Pittsburgh begins string of landslide projects totaling $8M
The city of Pittsburgh began construction Monday on a nearly $1 million, 40-foot-tall by 120-foot-wide retaining wall in a landslide-ridden part of the North Side.
It’s just one of 20 active slide locations that the city is currently monitoring and that could affect public rights of way.
The hillside above Diana Street in the city’s Spring Hill neighborhood slid onto the roadway in February 2018 and has continued to move, causing a section of the street to be closed.
No structures had to be evacuated after the slide, but the city’s $900,000 investment in remediating Diana Street is just one of the “early ones” in a string of planned landslide projects after 2018’s record rainfall caused problems for the region.
“These are large and small slide activity zones,” said Karina Ricks, director of the city’s Department of Mobility and Infrastructure. “The large ones
where we expect significant capital construction projects, we have more than half a dozen in design right now.”
The city plans to spend $8 million this year on those construction projects.
The region saw several landslides and wet-weather related calamities in 2018, all of which were fueled by a record amount of precipitation that was nearly 50 percent higher than normal.
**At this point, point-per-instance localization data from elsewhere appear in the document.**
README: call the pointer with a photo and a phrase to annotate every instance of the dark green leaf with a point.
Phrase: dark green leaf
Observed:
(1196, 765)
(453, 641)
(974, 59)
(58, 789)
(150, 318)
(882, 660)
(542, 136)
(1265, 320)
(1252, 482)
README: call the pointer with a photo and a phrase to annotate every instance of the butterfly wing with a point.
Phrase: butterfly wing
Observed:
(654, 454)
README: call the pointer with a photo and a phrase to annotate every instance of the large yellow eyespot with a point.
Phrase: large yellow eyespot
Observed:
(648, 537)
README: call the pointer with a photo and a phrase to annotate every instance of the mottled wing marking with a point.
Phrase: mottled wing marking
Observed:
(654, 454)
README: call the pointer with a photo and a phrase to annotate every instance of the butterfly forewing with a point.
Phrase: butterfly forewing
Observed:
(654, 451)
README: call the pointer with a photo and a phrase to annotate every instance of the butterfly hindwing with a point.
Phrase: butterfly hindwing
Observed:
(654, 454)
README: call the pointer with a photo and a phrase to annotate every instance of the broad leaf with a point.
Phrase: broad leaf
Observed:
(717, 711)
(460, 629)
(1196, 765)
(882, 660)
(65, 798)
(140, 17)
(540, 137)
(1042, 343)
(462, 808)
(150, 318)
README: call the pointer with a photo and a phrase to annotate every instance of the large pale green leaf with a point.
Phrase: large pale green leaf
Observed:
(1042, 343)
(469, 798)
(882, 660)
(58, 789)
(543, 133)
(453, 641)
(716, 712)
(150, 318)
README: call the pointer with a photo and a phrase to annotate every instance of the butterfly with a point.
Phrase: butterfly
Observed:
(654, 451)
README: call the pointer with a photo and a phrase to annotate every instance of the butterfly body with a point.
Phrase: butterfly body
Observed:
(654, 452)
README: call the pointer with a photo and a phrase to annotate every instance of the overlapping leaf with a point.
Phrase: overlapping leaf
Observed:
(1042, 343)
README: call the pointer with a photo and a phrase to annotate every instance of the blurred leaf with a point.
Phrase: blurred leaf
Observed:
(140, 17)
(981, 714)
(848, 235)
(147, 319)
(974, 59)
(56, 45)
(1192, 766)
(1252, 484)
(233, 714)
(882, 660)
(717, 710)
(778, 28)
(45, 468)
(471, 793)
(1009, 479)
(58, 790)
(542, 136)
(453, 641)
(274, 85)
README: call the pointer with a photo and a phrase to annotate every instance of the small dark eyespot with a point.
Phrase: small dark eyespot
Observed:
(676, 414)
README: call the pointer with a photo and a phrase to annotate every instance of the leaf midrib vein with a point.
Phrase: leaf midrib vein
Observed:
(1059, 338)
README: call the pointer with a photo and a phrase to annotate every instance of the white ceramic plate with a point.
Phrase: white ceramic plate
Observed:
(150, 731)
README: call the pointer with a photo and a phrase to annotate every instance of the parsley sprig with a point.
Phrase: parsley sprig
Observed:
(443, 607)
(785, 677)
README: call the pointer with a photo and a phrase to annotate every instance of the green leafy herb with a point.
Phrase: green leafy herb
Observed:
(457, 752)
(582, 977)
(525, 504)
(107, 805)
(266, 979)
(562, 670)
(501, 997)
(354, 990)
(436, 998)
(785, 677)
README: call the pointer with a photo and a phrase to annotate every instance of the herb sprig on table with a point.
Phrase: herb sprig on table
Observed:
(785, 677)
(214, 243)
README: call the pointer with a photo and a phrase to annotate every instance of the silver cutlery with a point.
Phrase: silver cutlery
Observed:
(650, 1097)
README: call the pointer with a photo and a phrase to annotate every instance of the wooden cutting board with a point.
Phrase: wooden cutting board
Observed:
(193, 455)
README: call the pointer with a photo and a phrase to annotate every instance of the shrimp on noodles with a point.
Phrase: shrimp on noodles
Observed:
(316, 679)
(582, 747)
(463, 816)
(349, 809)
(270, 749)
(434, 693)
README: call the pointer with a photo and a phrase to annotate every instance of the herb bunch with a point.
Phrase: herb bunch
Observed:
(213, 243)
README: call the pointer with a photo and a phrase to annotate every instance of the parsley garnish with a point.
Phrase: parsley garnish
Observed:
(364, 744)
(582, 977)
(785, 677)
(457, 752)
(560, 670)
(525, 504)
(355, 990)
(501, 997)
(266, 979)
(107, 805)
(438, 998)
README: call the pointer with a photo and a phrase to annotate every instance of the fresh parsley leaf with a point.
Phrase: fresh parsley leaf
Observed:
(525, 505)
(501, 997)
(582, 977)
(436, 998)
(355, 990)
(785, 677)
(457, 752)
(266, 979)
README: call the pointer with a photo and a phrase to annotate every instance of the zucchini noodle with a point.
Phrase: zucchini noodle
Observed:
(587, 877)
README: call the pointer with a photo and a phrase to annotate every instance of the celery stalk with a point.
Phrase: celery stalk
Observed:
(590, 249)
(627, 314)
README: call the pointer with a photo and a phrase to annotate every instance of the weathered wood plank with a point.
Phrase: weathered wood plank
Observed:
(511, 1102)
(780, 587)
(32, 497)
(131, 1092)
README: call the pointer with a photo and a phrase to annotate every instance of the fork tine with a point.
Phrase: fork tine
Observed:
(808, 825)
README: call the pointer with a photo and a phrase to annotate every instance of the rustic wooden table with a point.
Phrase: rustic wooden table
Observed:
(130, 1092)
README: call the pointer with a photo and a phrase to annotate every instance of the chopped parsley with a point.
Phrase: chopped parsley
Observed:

The Pittsburgh area logged 57.83 inches, according to the National Weather Service in Moon.
The city estimates the total cost of the landslides at upward of $12 million — more than the city can afford to fix this year.
“We do have a number of streets that are closed, that will remain closed, where we do not have programmed funds to remediate those slides at this time,” Ms. Ricks said.
Ms. Ricks said she didn’t have an exact number of streets that remain closed, but one example is Gershon Street in Spring Hill, where residents do not have vehicular access to their properties.
A number of other current landslide zones are within the city limits, Ms. Ricks said, including several on private property. Those include another landslide in Spring Hill that caused the evacuation of six homes and a slide in Allentown affecting three homes along Arlington Avenue.
A week before the Diana Street slide last year, the hillside above Greenleaf Street in Duquesne Heights came falling down, destroying a house.
The city spent $1 million remediating the site on Greenleaf.
According to a city news release Monday, the Diana Street project comes after “extensive analysis and engineering design.”
“If we do leave it unchecked, we fear the slide would continue progressing and eventually affect private properties,” Ms. Ricks said.
Other anticipated remediation sites include List Street in Spring Hill, Forward Avenue in Squirrel Hill and Swinburne Street in South Oakland.
The city’s landslide task force is still hoping to obtain state funding for landslide assistance, Ms. Ricks said.